Evidentemente, Hatteras ia involuntariamente seguindo os vestígios de uma grande catástrofe; ia caminhando pelo único caminho praticável e recolhendo os despojos de algum naufrágio horrível. O doutor observava com extremo cuidado, a ver se avistava algum novo cairn, mas debalde.

Acudiam-lhe ao espírito tristes pensamentos. Em verdade, se chegasse a descobrir aqueles infelizes, que espécie de socorro poderia prestar-lhes? A ele e aos companheiros começava a faltar de tudo; os fatos rasgavam-se-lhes, os víveres já escasseavam. Se aqueles náufragos fossem numerosos, morria tudo de fome. Hatteras parecia estar inclinado a fugir deles! E não teria razão, ele que era o responsável pela salvação da sua tripulação? Deveria comprometer a segurança de todos, levando estranhos para bordo?

Mas esses estranhos eram homens, semelhantes, compatriotas talvez! Por fraca que fosse a probabilidade de os salvar, haveria direito a roubar-lha? Quis o doutor conhecer o modo de pensar de Bell a este respeito. Bell, porém, não lhe deu resposta. Os sofrimentos próprios tinham-lhe endurecido o coração. Clawbonny não ousou interrogar Hatteras. Entregou-se nas mãos da Providência.
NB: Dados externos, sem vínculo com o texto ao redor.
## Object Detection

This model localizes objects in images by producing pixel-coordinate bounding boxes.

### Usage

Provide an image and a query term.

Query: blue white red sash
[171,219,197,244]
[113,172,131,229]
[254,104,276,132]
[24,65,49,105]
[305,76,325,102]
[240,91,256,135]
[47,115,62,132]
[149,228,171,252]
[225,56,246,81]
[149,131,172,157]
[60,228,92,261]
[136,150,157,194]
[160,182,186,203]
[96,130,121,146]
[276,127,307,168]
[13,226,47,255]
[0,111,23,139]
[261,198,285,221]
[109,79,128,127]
Nesse mesmo dia 27, ao cair da noite, Simpson parecia estar na última extremidade. Os membros hirtos e regelados, a respiração arquejante, que lhe formava em volta da cabeça como que um nevoeiro, os sobressaltos convulsos do corpo, eram seguros prenúncios de que estava chegada a sua última hora. A expressão do seu rosto era terrível, desesperada, e os últimos olhares dirigiam-se com cólera impotente para o capitão. Era uma acusação formal, uma colecção completa de exprobrações mudas, mas significativas e talvez merecidas!

Hatteras não se aproximava do moribundo. Evitava-o, fugia dele, mais concentrado, mais metido consigo do que nuncai

A noite seguinte correu temerosa; a tempestade redobrou de violência. A barraca de campanha três vezes foi derrubada, e então o drijt de neve caía sobre aqueles desventurados, cegando-os, gelando-os, e atravessava-os com os agudos dardos que arrancava dos gelos circundantes. Os cães uivavam lamentosos. Simpson permanecia exposto àquela temperatura cruel.
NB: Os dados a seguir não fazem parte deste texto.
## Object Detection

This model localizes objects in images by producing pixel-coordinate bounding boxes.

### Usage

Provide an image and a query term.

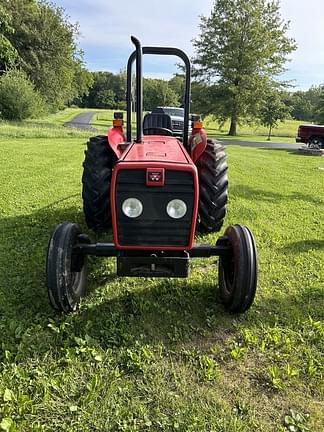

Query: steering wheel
[143,127,173,136]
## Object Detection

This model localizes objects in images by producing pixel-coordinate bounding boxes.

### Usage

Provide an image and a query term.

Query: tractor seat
[143,113,173,136]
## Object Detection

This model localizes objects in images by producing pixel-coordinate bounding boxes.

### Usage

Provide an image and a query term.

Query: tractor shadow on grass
[0,203,320,358]
[282,239,324,254]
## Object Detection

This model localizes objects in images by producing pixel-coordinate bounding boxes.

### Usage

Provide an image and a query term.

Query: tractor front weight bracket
[73,235,231,277]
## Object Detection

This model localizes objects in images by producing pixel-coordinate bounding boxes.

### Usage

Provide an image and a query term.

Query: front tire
[197,140,228,234]
[82,136,116,232]
[218,225,258,313]
[46,222,86,313]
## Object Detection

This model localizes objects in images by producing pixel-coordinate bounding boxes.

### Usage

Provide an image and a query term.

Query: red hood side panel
[121,135,192,164]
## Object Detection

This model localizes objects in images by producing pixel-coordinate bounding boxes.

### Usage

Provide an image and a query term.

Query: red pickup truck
[296,125,324,149]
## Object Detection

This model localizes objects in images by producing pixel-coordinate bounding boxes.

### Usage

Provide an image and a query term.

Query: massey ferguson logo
[149,173,162,181]
[146,168,164,186]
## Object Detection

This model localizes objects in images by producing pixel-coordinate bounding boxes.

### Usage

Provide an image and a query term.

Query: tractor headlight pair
[122,198,187,219]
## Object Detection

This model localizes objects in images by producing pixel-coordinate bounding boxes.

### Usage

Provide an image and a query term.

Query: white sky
[54,0,324,89]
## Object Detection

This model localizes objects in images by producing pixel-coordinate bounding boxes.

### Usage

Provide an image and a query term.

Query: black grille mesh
[116,169,194,246]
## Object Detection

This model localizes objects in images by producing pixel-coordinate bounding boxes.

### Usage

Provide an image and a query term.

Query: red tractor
[46,37,257,313]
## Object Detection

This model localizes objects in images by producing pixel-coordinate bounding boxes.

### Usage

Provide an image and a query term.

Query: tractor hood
[120,135,193,165]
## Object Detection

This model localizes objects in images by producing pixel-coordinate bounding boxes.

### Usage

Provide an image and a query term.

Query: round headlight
[167,199,187,219]
[122,198,143,218]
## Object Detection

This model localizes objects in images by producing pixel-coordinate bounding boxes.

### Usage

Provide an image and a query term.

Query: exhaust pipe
[131,36,143,143]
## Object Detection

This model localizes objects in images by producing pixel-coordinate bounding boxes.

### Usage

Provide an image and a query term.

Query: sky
[54,0,324,90]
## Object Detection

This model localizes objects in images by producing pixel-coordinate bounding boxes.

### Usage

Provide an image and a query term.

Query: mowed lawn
[0,137,324,432]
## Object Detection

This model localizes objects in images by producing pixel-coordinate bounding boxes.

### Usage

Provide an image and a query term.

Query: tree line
[0,0,324,136]
[0,0,92,119]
Bell conseguiu restabelecer o miserável abrigo de tela, que, se não abrigava do frio, ao menos protegia contra a neve. Mas uma rajada mais rápida pela quarta vez o levou, arrastando-o no seu turbilhão, no meio de temerosos silvos.

- Ah! isto é sofrer de mais! - exclamou Bell.

- Coragem! Coragem! - recomendou o doutor, agarrando-se a ele para não rolar pelos barrancos.

Simpson estava no estertor, mas de súbito, fazendo um último esforço, sentou-se no chão, estendeu o punho fechado para Hatteras, que olhava para ele fixamente, soltou um grito angustioso e caiu morto no meio da sua ameaça incompleta.

- Morreu! - exclamou o doutor.

- Morreu! - repetiu Bell.

Hatteras, que caminhava direito ao cadáver, teve de recuar ante a violência do vento.

Era Simpson o primeiro de toda aquela tripulação que caía ferido por aquele mortífero clima, o primeiro que não mais veria o porto, o primeiro que, depois de um padecer incalculável, pagava com a vida a intratável teimosia do capitão. Aquele morto tinha-lhe chamado assassino, mas Hatteras não curvou a cabeça sob o peso da tremenda acusação. Contudo, da sua pálpebra inflamada escorregou uma lágrima, que foi gelar-se-lhe na face pálida.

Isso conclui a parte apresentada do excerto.